Containers are cheap. All kinds of abstractions to let 99.99999% of people
ignore the problems he talks about are cheap. What problem can bespoke
computers solve that can't be solved by enough cheap computers?

------
djcapelis
As one of the people who has done work to keep Linux running on an neglected
hardware platform (OpenSPARC T1 with an FPGA target) I agree with this
article.

The patches for supporting various functions in the FPGA version of the T1
chip were never mainlined and have diverged from the current version of the
kernel. The old version of the kernel they originally applied to no longer
compiles without a number of changes. Automake doesn't work with the old
makefiles anymore. So if you type make, you have to rewrite the makefile. Then
if you do that, they still don't compile because of behavior changes in gcc.
Some of these are the fault of the kernel developers making bad decisions,
like including both -Wall and -Werror in their flags which cases compilation
to fail with newer compilers when new warnings are introduced. (Compilers are
always allowed to add warnings later, and indeed they do.) Along with a few
other things that fail.

Since I didn't want to develop on a years old kernel anyway, I forward ported
Sun's old patches to a newer version of the kernel and successfully moved the
newest kernel code available for the platform forward a few years.

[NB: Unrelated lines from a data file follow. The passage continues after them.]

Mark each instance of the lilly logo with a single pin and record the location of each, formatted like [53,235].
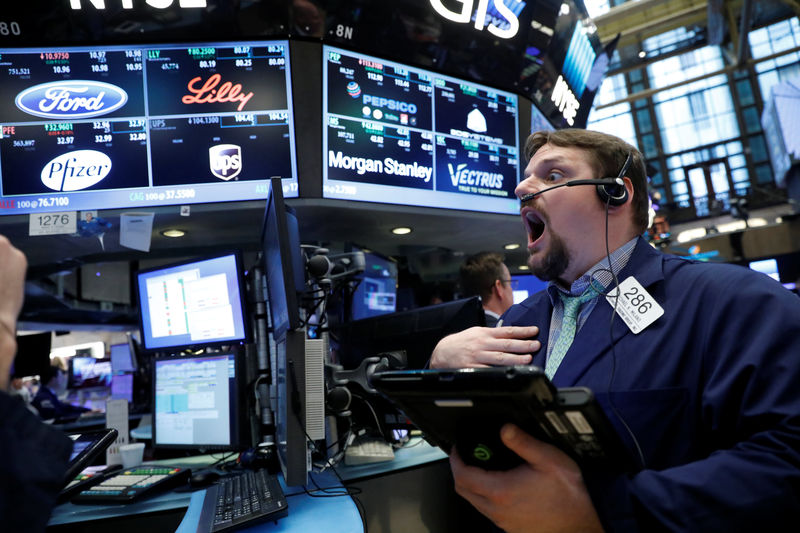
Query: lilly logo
[71,99]
[75,171]
[225,161]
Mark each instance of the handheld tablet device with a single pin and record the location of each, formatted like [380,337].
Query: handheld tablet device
[86,446]
[466,408]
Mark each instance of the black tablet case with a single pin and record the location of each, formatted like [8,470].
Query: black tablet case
[466,408]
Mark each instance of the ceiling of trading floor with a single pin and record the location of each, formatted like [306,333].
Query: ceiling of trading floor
[636,21]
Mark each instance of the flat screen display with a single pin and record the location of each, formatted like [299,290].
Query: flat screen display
[195,402]
[115,127]
[195,303]
[88,372]
[122,358]
[403,135]
[526,285]
[376,293]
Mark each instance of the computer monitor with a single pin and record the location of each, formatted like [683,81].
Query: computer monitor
[155,124]
[122,387]
[395,133]
[526,285]
[87,372]
[376,293]
[416,331]
[122,359]
[196,402]
[766,266]
[200,302]
[33,354]
[297,391]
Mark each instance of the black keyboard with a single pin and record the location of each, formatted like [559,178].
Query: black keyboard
[133,483]
[241,500]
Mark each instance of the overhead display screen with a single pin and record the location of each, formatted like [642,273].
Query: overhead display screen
[403,135]
[88,128]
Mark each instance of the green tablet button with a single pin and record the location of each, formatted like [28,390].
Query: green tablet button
[482,452]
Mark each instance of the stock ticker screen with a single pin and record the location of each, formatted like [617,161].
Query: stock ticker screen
[143,125]
[404,135]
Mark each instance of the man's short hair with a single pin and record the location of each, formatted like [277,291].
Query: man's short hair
[607,155]
[479,272]
[49,373]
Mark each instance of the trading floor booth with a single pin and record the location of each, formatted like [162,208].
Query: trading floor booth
[276,128]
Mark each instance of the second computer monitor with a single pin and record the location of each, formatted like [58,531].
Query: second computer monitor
[196,402]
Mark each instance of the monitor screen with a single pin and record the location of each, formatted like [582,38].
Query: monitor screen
[766,266]
[283,262]
[193,303]
[403,135]
[149,125]
[196,402]
[526,285]
[33,354]
[122,359]
[88,372]
[416,332]
[376,293]
[122,387]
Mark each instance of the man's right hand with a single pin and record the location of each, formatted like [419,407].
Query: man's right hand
[12,291]
[483,347]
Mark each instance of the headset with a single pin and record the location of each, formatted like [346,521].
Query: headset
[611,191]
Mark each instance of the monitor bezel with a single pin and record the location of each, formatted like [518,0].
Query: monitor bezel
[276,203]
[247,334]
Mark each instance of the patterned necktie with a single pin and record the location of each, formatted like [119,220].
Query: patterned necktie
[568,326]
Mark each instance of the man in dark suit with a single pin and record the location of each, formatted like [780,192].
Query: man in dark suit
[33,455]
[485,275]
[696,364]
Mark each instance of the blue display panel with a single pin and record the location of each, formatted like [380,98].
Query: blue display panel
[195,303]
[403,135]
[527,285]
[376,294]
[115,127]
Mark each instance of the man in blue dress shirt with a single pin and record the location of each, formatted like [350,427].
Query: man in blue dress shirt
[697,365]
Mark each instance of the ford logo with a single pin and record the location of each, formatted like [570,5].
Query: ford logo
[71,99]
[75,171]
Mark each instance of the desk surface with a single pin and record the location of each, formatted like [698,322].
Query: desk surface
[306,513]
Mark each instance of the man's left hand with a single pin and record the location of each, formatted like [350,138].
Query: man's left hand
[545,494]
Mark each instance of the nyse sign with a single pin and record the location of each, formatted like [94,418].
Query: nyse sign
[128,4]
[465,14]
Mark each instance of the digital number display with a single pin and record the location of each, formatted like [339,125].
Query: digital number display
[398,134]
[144,125]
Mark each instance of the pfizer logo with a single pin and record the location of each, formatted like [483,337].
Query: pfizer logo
[225,160]
[353,89]
[75,171]
[71,99]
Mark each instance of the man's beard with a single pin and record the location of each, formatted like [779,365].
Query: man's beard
[554,264]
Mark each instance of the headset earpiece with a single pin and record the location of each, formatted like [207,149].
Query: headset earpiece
[615,193]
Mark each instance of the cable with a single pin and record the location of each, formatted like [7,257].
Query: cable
[614,349]
[374,414]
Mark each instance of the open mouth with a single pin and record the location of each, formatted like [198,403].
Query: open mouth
[534,224]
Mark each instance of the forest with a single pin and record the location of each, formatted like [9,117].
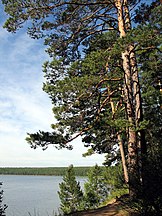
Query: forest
[104,79]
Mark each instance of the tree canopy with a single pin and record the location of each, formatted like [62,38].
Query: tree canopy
[103,75]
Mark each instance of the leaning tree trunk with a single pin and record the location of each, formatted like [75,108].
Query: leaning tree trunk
[142,149]
[121,147]
[130,97]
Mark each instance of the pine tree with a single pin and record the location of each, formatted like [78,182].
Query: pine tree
[96,188]
[71,195]
[68,28]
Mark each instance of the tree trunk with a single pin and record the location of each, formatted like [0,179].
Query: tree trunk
[129,96]
[142,148]
[120,142]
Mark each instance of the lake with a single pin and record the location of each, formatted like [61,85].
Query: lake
[32,195]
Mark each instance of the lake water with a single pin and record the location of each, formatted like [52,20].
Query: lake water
[32,195]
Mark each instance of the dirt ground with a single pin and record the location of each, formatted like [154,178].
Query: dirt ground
[113,208]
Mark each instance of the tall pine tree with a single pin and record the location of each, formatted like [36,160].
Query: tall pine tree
[69,27]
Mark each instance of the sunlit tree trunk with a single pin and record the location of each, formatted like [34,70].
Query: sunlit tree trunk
[121,147]
[130,97]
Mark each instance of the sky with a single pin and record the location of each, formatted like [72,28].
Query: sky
[25,108]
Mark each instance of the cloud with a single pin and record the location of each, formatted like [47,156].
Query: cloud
[24,107]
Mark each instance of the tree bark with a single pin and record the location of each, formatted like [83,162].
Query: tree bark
[130,98]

But was
never able to get the latest kernels working, because the newest kernels all
fail on that platform during initialization.

I'm sure it's something I could fix if I needed to, but tracking down why a
kernel crashes on an entire platform before it starts init is just no fun.

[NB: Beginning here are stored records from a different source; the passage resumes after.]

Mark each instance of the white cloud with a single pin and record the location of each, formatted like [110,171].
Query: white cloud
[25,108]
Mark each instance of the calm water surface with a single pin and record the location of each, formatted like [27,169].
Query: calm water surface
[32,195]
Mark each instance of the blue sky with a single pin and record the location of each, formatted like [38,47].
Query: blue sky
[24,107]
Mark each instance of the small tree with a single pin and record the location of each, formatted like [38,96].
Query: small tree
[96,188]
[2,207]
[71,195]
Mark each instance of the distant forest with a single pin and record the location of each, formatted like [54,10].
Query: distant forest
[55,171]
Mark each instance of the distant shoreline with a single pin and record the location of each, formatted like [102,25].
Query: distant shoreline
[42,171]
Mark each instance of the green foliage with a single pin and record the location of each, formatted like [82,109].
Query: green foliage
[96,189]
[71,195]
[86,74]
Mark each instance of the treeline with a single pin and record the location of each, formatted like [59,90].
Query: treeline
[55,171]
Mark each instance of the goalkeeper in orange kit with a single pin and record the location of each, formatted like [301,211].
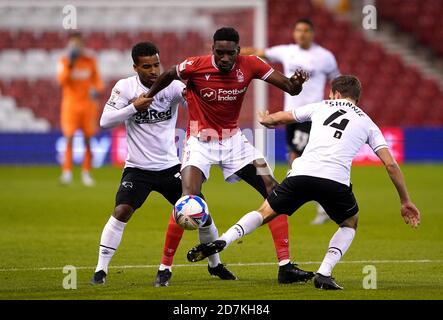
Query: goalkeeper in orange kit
[81,83]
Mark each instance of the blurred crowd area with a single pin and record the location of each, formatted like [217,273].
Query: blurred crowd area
[32,41]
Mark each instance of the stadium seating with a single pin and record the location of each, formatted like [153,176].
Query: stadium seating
[421,18]
[394,94]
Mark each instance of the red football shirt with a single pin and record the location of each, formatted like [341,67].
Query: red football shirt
[214,97]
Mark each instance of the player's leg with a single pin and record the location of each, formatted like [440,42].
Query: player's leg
[89,127]
[290,144]
[246,225]
[131,194]
[192,181]
[284,198]
[259,176]
[69,125]
[340,203]
[338,245]
[297,137]
[170,187]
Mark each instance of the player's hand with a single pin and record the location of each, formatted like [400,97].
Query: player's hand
[265,119]
[299,77]
[141,103]
[410,214]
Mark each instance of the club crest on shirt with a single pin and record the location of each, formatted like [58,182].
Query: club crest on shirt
[240,76]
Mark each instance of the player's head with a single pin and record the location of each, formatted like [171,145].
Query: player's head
[345,86]
[75,41]
[225,48]
[145,56]
[304,32]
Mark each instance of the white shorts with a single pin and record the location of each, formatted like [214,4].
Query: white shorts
[231,154]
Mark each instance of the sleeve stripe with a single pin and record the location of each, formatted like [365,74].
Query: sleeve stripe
[268,74]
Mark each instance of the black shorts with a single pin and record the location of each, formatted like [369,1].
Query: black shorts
[337,199]
[137,184]
[297,136]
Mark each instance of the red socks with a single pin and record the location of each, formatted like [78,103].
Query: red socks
[173,237]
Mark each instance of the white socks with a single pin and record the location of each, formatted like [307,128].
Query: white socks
[248,223]
[338,245]
[109,242]
[209,234]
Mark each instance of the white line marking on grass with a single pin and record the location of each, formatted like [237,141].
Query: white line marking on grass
[141,266]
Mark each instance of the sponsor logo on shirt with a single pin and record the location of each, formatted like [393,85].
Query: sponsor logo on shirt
[183,65]
[240,76]
[210,94]
[152,116]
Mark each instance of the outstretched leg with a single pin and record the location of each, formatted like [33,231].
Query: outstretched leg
[259,176]
[339,244]
[110,240]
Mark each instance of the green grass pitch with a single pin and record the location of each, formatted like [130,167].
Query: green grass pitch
[45,227]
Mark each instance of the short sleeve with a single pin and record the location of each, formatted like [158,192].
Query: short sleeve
[118,98]
[304,113]
[376,140]
[261,70]
[187,67]
[276,53]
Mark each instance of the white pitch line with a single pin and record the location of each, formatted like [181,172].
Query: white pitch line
[231,264]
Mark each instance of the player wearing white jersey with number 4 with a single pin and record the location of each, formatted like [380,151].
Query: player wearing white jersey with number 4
[339,129]
[321,66]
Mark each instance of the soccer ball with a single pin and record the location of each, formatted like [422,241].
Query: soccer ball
[190,212]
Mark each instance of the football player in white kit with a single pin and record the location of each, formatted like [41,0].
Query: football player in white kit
[321,66]
[339,129]
[152,163]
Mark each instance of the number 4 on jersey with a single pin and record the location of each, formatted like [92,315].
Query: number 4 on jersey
[339,126]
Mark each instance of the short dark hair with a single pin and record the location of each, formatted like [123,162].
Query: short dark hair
[349,86]
[306,21]
[227,34]
[143,49]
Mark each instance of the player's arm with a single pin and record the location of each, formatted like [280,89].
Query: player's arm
[118,109]
[247,51]
[292,85]
[275,119]
[163,81]
[409,211]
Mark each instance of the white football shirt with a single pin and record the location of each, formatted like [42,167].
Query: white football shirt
[319,62]
[339,130]
[150,134]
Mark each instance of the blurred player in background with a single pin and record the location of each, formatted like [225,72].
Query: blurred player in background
[216,86]
[321,65]
[339,128]
[81,84]
[152,163]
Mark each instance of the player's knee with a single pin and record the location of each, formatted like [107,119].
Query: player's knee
[351,222]
[270,184]
[123,212]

Maybe someone else fixed that bug and pushed it forward again, but as far as I
know the current status of running Linux on an FPGA with the OpenSPARC T1 core
is that the latest kernel available is 3.9 from my tree on github. [1]

Which is a shame, this is one of the very few open cores for a truly fast and
well designed processor available in the world.

[1] [https://github.com/djcapelis/linux-kernel-opensparc-
fpga](https://github.com/djcapelis/linux-kernel-opensparc-fpga)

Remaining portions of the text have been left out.